Sergio Ermotti has to deliver. Today was the first payday. UBS’s results of almost one billion net profit have turned out better than expected.
All’s well that ends well? It’s too early to tell. Up to now, Ermotti has been delivering exactly what is required of him. However, for lasting proof that UBS has a future under his leadership more is needed. The banker from Ticino knows that now is the time for UBS to look good.
The future can wait, it’s the current impression that counts. But this strategy can back-fire. Under Ermotti’s regime, UBS has become a giant construction site. While the bank is operating at full steam, it is being completely re-built – from a casino trading house, to a leading global asset manager.
There is so much carving and digging going on, that observers have lost sight of the bigger picture. And the man, who should be holding the strings in the back room is going on a rally for a few weeks.
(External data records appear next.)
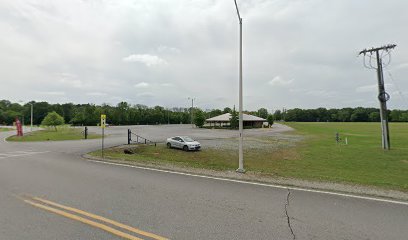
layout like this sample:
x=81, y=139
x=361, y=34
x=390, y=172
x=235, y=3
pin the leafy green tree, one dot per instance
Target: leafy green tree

The funny thing about this reconstruction of the century is that the great change away from risky trading operations towards supposed stable Swiss-made asset management activities should be happening under the watch of committed investment banker Ermotti, of all people.
It has yet to be seen how seriously the strong man at the helm of Switzerland’s largest bank is taking the task. For there are doubts when you look closely at Ermotti’s conspirators. His closest allies all come out of the same kitchen.
Investment bank CEO Andrea Orcel and head of UBS America, Bob McCann are, like Ermotti former Merrill Lynch stars.
But they don’t just have that in common. All three have had similar careers; they grew up in stock-broking. And stockbrokers are salesmen. Up and down, buying and selling – that is their world.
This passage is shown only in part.